Migration controls play a key role here. They regulate borders and structure the labour market. Migrant workers are simultaneously essential and disposable. Capital needs their labour but keeps them in a permanent state of insecurity. The threat of deportation hangs over families. The border is a regime of discipline. Racialisation determines who does what kind of labour, under what conditions, and with what rights. It is a mechanism for segmenting the working class, for extracting value and managing crises.
As Hall puts it, ‘the constitution of this class fraction as a class, and the class relations which inscribe it, function as race relations. The two are inseparable.’ We see this clearly in the care sector, where migrant women, often from the Global South, are employed under exploitative conditions with their immigration status tied to their employer. The ‘better life’ promised by migration is constantly deferred, while the threat of deportation is ever-present.
In the political field, race is a central axis of mobilisation. We see this in the rise of anti-migrant rhetoric across the political spectrum. Economic decline is not explained through capitalism but through migration. The far right and right-populist formations, like Reform UK, weaponise this narrative to expand their base. But increasingly, they mix open reaction with coded racialisation, drawing in sections of the racialised middle and upper strata.
This strategy is why the presence of racialised elites in the state and professions is so ideologically potent. We see it in the leadership of the Conservative Party, where figures like Rishi Sunak and Kemi Badenoch represent a new racialised elite. Their presence does not negate racism but instead transforms how it operates. Figures like Reform UK’s Zia Yusuf show how race and migration politics are being reconfigured to appeal beyond the traditional white reactionary base. They are key to establishing a narrative of meritocracy while continuing racialised exclusions. They redirect resentment away from capital and toward ‘new’ migrants. We also see this in the role of Hindutva politics among sections of British Indians, where reactionary nationalism is being rearticulated in diasporic form. Race is not static but is constantly being reconfigured in the theatre of politics.
This is the terrain on which we must fight. If the notion of stretched Marxism teaches us anything, it is that the categories of race and class are not fixed but historically produced and politically contested. To stretch Marxism today is to recognise that gender, like race, is not a distraction from class struggle but one of its primary terrains. We are seeing this clearly in the brutal attack on trans people by the British state. The recent Supreme Court ruling, which effectively strips trans people of legal recognition even when they hold a Gender Recognition Certificate, is a class attack. It denies trans people access to equal pay claims, to protection from discrimination, to the basic dignity of being recognised as who they are. It is a ruling that enshrines ignorance and hostility in law, and it is a defeat not just for trans people but for all workers, all women, all oppressed people.

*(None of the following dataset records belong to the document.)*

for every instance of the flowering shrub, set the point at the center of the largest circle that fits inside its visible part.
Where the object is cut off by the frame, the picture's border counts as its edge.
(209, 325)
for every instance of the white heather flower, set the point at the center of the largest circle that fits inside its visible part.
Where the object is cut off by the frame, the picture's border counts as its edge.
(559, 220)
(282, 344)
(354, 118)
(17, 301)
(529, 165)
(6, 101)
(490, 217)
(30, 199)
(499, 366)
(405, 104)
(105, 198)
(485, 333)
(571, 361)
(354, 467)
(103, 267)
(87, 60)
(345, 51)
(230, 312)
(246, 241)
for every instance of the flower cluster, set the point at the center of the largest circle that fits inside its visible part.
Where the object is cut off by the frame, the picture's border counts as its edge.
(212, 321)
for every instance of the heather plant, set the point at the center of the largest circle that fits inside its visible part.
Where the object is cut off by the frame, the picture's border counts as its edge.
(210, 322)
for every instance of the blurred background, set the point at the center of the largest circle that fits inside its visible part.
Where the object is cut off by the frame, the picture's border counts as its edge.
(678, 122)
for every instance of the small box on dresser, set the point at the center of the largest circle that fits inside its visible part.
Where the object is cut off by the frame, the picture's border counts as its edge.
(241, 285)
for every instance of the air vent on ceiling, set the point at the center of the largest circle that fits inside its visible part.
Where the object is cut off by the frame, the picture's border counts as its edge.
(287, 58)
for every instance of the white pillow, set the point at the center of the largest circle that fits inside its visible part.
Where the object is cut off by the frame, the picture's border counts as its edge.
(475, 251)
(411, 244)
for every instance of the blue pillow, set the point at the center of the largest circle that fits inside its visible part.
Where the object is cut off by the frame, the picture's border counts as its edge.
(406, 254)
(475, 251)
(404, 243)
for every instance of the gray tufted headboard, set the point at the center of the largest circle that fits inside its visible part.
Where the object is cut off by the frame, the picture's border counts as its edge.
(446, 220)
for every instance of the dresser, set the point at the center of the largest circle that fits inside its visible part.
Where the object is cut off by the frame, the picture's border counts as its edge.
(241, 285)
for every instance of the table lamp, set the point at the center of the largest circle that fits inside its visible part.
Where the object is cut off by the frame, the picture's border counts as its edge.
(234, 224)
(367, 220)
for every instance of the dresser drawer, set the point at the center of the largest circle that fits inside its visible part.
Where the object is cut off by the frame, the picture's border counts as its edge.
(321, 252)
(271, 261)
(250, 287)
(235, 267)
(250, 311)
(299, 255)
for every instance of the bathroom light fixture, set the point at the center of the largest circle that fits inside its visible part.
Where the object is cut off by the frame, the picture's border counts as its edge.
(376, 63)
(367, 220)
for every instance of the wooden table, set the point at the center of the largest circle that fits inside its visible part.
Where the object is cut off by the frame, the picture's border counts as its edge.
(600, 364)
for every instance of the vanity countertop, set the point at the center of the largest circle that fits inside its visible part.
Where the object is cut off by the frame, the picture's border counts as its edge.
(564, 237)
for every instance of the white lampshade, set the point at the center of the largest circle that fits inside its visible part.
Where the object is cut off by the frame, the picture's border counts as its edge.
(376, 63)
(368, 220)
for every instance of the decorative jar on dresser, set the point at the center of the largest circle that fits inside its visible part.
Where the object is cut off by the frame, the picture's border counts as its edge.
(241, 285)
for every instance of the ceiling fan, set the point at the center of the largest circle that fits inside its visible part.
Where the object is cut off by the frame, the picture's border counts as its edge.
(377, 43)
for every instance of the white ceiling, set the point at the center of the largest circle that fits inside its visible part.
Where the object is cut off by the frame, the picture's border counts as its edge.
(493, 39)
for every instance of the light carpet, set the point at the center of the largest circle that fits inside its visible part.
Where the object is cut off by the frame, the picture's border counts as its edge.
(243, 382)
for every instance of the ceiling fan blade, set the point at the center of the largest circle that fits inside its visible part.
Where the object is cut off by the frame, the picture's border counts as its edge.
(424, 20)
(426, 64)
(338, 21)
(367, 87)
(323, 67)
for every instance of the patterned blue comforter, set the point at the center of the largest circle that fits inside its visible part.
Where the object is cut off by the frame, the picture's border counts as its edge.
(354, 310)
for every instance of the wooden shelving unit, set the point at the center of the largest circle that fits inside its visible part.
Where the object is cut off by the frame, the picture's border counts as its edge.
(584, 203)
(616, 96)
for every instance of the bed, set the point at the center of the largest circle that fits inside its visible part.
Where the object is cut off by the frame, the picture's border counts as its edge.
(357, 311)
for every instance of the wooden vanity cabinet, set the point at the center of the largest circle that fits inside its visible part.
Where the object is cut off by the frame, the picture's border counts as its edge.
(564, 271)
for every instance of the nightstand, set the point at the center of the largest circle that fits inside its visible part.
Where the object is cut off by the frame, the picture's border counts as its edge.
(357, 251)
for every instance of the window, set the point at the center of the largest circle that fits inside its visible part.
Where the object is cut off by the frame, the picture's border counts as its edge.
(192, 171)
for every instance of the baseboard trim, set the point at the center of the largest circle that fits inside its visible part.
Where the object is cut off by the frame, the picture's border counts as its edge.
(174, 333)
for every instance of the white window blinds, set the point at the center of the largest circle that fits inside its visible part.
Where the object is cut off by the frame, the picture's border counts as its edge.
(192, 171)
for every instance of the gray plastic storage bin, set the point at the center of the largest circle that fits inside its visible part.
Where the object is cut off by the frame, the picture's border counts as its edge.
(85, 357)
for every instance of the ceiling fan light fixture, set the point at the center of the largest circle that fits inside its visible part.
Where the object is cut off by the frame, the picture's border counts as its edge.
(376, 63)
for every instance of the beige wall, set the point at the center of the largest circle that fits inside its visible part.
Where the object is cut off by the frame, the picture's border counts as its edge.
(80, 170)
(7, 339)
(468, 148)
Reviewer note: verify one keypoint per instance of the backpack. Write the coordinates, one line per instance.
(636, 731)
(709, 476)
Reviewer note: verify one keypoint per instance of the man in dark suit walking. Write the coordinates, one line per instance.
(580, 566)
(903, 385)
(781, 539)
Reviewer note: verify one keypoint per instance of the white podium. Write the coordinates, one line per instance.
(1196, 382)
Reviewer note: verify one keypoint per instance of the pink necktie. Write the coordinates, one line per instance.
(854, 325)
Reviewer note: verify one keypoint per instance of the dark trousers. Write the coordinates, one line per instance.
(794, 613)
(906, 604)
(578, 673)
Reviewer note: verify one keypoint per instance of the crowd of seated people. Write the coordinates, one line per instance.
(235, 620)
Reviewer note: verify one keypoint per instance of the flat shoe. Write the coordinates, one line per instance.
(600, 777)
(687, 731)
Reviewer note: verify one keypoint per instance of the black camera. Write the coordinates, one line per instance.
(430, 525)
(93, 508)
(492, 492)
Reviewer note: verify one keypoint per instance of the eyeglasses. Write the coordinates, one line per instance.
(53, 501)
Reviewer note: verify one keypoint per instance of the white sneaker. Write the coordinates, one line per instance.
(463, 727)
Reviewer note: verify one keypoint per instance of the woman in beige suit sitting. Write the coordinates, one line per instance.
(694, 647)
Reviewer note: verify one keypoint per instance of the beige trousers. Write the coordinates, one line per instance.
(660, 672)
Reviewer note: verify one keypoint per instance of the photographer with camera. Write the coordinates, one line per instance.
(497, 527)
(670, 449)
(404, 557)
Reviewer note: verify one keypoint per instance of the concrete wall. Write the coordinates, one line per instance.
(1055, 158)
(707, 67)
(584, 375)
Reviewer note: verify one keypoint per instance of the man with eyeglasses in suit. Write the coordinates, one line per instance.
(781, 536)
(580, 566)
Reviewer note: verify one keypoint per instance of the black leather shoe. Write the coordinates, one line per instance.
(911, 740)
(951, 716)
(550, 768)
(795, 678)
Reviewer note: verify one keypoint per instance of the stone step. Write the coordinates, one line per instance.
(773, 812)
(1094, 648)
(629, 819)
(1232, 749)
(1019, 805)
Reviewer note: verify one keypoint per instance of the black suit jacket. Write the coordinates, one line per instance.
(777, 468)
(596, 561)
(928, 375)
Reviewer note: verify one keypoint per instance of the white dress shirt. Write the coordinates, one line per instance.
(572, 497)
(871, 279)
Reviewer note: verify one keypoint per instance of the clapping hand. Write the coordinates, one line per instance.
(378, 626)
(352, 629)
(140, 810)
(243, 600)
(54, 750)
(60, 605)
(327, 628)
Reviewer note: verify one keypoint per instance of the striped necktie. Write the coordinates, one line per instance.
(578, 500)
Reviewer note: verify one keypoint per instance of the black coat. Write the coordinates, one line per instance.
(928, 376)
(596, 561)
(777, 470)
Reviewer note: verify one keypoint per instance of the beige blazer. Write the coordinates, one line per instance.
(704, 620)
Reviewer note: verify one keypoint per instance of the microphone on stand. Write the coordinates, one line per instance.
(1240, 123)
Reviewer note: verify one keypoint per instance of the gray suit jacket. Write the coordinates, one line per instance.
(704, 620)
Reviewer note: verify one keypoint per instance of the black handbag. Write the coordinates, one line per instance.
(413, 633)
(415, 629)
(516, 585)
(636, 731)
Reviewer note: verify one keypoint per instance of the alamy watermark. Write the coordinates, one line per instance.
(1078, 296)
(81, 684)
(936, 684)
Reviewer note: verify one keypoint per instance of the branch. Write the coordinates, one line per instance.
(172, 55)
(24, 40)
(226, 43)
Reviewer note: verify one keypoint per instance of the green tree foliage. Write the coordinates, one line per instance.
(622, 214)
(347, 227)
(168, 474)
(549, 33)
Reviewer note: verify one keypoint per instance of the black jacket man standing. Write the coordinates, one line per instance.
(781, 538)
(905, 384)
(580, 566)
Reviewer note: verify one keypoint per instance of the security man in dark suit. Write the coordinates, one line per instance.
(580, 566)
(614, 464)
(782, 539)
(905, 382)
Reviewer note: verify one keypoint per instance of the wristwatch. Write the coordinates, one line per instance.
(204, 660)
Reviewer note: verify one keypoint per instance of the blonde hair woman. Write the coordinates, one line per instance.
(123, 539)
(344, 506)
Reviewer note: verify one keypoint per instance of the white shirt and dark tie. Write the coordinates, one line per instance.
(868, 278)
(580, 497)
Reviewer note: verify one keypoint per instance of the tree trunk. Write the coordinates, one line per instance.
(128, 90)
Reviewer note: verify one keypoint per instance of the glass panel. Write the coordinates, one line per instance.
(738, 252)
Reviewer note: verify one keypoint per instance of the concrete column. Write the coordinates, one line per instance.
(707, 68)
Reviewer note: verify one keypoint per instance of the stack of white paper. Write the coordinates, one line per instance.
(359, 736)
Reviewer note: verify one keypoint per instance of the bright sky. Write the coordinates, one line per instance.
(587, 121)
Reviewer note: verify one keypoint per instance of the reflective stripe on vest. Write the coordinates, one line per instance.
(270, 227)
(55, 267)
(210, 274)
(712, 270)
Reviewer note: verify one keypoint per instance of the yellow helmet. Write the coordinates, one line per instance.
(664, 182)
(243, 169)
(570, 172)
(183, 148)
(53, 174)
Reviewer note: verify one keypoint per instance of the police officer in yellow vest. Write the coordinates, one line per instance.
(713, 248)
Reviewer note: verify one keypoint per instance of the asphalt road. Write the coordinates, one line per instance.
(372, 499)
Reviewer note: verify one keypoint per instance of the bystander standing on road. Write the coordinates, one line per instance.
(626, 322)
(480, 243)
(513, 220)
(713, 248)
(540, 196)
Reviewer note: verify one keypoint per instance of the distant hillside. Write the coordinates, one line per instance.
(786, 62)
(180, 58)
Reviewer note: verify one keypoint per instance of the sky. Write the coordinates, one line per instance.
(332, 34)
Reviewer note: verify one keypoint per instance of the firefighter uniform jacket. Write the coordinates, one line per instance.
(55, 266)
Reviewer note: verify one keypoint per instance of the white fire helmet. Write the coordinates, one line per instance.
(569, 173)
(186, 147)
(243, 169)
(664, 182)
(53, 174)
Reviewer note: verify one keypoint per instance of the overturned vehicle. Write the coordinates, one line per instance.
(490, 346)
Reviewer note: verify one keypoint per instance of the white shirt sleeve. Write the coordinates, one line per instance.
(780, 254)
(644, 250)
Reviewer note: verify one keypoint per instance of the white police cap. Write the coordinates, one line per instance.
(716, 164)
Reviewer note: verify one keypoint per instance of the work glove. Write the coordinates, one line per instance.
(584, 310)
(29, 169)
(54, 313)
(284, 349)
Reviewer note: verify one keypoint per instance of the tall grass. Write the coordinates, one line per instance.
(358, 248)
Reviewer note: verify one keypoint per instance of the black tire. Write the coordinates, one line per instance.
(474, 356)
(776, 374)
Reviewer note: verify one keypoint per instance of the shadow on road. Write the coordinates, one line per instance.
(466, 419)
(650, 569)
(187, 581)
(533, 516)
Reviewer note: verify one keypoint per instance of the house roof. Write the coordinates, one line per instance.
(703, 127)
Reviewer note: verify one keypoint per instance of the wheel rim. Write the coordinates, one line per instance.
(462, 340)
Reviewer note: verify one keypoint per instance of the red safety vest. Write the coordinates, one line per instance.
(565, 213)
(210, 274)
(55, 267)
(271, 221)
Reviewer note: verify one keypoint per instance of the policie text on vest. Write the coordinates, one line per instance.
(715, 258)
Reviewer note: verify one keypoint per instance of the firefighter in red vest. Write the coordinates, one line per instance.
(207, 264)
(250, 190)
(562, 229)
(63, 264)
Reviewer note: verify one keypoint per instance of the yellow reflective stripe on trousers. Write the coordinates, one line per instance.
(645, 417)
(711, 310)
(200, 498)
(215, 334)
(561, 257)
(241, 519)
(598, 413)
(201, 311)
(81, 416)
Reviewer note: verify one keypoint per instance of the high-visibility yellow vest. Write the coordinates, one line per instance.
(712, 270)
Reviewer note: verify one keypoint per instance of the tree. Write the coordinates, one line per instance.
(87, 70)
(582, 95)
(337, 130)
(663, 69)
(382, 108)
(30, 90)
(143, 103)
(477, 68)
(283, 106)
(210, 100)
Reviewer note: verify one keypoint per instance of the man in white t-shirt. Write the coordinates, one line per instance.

It is part of a broader project of right-wing gender politics, which seeks to regenerate patriarchal authority under the guise of ‘protecting women’ and ‘defending children.’ As rs21 has argued, this project is about reimposing rigid gender roles and policing bodies. It is about creating scapegoats in a time of crisis when the ruling class has no answers to falling wages, collapsing services, or climate catastrophe. It is no accident that the same forces attacking trans people are also attacking migrants, racialised communities, and trade unions.
The ruling class is trying to reassert control by narrowing the boundaries of who counts as human, who counts as a worker, who counts as a man or a woman. If the picture so far has seemed gloomy, that is understandable. As we said in our publicity for this festival, ‘The world is in a bad place and the future doesn’t look bright.’ But we also have to take confidence in every instance of fighting back.
Tens of thousands have taken to the streets in defence of trans lives. Trade unions have issued statements of solidarity. Trans and cis people, queer and straight, have marched together in defiance of the Supreme Court’s ruling. This is what solidarity looks like. The mass mobilisations for Gaza have shown us what racialised but multiracial struggle can look like. These movements are not just symbolic. They reflect a growing political radicalisation outside of mainstream party structures. The election of five independent pro-Gaza MPs and many close second and third place finishes for the left in the election last year is just one expression of this. To build a movement capable of confronting racism and genocide, we must also confront gendered capitalism. We must fight for trans liberation not as a side issue but as a central part of our class politics. Because the liberation of trans people is the liberation of us all. The task now is to build on these breakthroughs. To cut against anti-migrant politics in a way that goes beyond simple denunciations of racism. To develop a strategic vision for political organisation in the face of racialised and gendered capitalism.
We need a revolutionary movement that understands that the working class is not homogenous, but is fractured, racialised, gendered, and unevenly positioned. This means that solidarity must be built through difference. As Stuart Hall reminds us, ‘race determines some of the modes of struggle. It also provides one of the criteria by which we measure the adequacy of struggle to the structures it aims to transform.’ The same is true of gender. The attacks on trans people are a test of our movement’s capacity to fight for liberation in its fullest sense.
So: What is to be done?We must reject the false choice between class and oppression. We must reject the liberal fantasy that representation alone can undo the structural violence of the system. We fight for migrant rights and gender self-determination not as moral issues but as class issues. We confront the far right not just with slogans but with strategy. We build struggles and organisations that are multiracial, multi-gendered, and militant. We stretch Marxism not to dilute it but to deepen it.